By the way, a lot of progressives share blame in creating this state of affairs.
Not the fascism that's taking over the US government, oh god no, but the general state of ignorance about the conditional nature of whiteness.
When, for example, Irish people talk about the troubles, and how there was a racial component to the tyranny and genocide that they suffered under, you will absolutely get well meaning but misguided progressives who will turn out in droves to chastise them for this. For far too many people, the knee-jerk reaction to seeing an Irish person - someone generally treated as white by today's standards, in most places - talking about experiencing racialized oppression and violence is to treat this as somehow appropriating or taking away from the struggles more obviously non-white people, and that mindset only serves to reinforce this notion that somehow whiteness is a strictly delineated monolith, and not an arbitrary club with rules that change every year according to the whims of the people most served by those rules.

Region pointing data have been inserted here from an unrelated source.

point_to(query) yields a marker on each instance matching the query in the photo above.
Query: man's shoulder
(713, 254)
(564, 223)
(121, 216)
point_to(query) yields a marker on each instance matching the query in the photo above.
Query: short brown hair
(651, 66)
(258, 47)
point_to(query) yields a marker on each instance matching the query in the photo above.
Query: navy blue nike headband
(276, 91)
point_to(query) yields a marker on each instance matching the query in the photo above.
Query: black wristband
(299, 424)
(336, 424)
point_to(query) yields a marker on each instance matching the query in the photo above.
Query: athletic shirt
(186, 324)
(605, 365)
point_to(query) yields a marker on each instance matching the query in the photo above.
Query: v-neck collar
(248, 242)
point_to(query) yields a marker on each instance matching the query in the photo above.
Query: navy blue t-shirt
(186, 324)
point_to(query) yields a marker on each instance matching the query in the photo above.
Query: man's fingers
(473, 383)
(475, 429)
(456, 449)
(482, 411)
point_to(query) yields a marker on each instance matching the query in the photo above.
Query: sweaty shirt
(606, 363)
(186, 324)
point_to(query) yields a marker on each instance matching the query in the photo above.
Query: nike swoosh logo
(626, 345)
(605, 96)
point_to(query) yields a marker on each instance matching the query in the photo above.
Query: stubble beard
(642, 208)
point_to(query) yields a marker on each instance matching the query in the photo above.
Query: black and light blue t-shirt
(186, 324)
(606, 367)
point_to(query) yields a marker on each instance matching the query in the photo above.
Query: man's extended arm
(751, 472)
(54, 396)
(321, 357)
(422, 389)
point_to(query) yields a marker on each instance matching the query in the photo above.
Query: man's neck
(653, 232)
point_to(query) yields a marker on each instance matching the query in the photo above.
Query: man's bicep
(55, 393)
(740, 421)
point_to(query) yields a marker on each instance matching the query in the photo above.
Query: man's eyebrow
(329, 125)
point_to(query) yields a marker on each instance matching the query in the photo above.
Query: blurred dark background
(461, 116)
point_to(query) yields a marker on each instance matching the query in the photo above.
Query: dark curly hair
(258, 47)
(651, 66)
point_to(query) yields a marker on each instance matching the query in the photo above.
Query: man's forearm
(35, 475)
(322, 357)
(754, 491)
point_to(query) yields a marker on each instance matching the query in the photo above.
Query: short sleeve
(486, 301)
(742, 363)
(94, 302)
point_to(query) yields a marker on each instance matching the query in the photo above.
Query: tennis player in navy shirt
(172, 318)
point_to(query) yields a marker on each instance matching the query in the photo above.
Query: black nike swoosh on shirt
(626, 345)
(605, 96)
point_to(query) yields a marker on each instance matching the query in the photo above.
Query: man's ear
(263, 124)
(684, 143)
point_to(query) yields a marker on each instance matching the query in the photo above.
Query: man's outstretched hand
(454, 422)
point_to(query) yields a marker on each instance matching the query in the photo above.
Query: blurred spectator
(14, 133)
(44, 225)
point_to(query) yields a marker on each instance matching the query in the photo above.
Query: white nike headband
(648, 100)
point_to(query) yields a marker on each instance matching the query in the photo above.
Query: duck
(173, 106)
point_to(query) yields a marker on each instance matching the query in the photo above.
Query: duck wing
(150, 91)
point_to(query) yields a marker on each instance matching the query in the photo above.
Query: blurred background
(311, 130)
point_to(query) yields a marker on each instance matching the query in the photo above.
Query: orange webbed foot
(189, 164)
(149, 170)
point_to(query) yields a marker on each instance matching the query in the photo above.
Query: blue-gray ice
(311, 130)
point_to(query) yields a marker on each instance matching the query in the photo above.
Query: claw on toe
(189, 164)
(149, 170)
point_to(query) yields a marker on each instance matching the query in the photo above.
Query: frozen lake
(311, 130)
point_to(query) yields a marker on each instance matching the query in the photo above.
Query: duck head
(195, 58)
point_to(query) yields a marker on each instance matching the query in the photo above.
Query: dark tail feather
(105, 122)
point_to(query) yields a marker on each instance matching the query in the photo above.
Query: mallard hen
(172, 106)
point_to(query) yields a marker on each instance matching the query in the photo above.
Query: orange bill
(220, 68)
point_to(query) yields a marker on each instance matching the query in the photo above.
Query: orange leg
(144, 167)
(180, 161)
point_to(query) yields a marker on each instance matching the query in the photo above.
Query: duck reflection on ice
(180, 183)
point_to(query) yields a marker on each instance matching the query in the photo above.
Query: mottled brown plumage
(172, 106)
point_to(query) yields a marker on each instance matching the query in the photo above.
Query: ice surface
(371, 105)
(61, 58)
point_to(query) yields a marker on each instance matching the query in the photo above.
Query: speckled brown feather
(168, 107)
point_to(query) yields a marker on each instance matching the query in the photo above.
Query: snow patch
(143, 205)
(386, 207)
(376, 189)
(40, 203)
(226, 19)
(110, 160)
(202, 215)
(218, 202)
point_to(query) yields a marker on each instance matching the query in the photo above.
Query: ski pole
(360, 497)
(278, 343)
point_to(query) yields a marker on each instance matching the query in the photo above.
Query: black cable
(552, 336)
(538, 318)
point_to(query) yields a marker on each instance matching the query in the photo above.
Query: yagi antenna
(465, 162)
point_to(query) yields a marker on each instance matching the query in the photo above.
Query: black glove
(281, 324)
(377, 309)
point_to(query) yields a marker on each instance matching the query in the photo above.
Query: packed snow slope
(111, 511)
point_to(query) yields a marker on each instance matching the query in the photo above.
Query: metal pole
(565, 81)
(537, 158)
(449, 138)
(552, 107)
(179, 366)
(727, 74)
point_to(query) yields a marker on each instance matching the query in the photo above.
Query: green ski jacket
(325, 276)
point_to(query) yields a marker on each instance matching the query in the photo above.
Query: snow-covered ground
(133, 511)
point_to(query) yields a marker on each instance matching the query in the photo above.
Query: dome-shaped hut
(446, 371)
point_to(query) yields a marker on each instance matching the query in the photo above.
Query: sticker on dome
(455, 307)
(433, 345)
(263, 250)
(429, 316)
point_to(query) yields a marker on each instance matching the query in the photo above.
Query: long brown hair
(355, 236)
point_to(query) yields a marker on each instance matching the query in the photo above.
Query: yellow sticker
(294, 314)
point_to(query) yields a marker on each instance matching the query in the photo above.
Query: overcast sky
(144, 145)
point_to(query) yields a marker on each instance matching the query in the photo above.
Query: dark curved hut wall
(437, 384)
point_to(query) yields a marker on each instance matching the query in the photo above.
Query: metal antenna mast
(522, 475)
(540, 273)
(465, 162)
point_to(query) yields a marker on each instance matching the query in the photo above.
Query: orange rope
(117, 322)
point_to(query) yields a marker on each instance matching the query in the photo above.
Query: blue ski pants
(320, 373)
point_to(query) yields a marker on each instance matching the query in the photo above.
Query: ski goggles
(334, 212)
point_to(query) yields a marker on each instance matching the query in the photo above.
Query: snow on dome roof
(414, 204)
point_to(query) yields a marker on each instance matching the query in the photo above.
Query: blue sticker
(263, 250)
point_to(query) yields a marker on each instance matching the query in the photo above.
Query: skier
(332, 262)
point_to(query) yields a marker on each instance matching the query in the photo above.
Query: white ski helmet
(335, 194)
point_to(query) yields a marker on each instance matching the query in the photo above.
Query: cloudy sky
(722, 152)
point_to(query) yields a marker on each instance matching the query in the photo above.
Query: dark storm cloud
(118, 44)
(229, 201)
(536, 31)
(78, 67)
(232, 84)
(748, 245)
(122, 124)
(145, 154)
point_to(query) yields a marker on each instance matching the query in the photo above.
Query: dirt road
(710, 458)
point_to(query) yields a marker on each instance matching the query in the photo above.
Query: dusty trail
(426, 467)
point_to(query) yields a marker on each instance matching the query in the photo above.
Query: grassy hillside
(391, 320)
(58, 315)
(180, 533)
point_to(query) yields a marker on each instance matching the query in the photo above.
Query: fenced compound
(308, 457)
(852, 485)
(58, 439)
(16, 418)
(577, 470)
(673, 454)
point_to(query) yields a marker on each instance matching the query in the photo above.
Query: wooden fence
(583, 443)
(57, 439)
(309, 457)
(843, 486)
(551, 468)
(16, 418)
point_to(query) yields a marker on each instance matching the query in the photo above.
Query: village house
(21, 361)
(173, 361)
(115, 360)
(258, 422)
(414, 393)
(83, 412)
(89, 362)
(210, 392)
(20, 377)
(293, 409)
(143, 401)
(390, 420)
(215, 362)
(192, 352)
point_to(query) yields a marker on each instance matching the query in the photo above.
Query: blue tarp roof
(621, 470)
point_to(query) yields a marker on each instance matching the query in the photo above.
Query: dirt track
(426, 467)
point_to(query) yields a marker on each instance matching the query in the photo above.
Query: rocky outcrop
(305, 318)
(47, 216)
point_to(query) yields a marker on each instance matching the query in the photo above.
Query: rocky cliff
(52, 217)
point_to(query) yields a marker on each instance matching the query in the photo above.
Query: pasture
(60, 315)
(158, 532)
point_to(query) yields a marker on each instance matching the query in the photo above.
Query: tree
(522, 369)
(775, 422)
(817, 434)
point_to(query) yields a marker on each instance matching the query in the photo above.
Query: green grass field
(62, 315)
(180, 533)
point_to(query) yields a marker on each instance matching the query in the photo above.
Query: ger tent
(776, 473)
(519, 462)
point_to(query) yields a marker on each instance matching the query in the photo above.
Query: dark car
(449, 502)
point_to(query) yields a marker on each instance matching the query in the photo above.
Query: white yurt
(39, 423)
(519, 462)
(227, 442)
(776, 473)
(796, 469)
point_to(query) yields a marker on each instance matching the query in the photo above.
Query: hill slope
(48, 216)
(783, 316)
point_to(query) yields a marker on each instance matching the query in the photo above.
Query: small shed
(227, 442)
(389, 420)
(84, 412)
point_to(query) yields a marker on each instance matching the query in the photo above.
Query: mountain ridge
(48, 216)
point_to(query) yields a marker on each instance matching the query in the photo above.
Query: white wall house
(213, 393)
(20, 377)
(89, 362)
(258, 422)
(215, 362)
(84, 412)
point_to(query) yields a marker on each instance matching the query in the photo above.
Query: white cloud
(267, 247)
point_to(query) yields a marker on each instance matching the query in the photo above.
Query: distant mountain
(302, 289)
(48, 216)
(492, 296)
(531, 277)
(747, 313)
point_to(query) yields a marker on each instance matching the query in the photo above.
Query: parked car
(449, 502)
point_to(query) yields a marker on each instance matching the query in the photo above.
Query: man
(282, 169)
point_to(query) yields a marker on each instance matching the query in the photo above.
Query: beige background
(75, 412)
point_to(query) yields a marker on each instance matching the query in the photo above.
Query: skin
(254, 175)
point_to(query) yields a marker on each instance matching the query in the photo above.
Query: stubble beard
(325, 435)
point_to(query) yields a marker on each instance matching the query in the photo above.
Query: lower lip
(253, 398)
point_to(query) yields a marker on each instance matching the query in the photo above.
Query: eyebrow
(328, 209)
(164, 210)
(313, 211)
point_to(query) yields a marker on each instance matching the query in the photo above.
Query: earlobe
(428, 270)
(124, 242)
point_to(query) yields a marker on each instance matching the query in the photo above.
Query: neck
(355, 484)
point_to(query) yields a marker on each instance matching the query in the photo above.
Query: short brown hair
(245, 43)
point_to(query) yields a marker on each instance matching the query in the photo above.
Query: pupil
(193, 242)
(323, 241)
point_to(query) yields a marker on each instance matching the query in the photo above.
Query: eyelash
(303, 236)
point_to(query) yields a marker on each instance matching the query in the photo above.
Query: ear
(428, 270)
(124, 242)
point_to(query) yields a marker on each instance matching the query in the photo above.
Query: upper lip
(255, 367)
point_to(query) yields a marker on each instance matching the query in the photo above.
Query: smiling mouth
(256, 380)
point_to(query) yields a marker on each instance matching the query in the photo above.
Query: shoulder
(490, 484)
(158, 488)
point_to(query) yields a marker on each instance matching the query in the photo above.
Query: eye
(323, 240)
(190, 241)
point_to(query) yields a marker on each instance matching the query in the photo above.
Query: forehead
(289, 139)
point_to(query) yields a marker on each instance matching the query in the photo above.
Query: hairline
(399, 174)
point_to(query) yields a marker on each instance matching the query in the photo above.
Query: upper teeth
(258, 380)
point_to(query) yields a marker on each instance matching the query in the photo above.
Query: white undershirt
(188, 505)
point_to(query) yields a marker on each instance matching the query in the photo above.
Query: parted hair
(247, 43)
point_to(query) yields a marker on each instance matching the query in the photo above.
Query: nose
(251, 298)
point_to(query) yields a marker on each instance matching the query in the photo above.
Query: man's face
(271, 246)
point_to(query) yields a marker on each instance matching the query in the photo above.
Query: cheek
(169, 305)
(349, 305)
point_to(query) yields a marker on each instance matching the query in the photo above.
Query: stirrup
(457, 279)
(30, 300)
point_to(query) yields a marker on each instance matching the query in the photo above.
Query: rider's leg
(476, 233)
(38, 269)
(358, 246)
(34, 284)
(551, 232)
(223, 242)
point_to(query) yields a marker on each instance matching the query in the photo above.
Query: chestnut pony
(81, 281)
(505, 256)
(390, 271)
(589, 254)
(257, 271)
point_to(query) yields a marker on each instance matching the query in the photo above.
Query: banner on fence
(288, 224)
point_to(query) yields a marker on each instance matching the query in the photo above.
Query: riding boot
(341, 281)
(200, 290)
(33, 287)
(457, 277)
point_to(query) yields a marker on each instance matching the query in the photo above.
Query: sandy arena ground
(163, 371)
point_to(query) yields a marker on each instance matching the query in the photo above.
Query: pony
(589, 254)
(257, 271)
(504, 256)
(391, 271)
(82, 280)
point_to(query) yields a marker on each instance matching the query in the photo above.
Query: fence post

You need to let Irish, Poles, Italians, Slavs, etc talk about their experience of racial discrimination if we want to break people out of this mindset. You need to let Jewish people talk about their experiences of discrimination without throwing around terms like "white-passing". You need to stop playing these "I know all the correct ways to be anti-racist" games where you've convinced yourself that there's a clear and simple set of rules to follow and that it's your job to bully anyone you perceive as breaking them.
This shit is complicated and weird and arbitrary, and you need to accept that if we're going to be able to have meaningful conversations about it.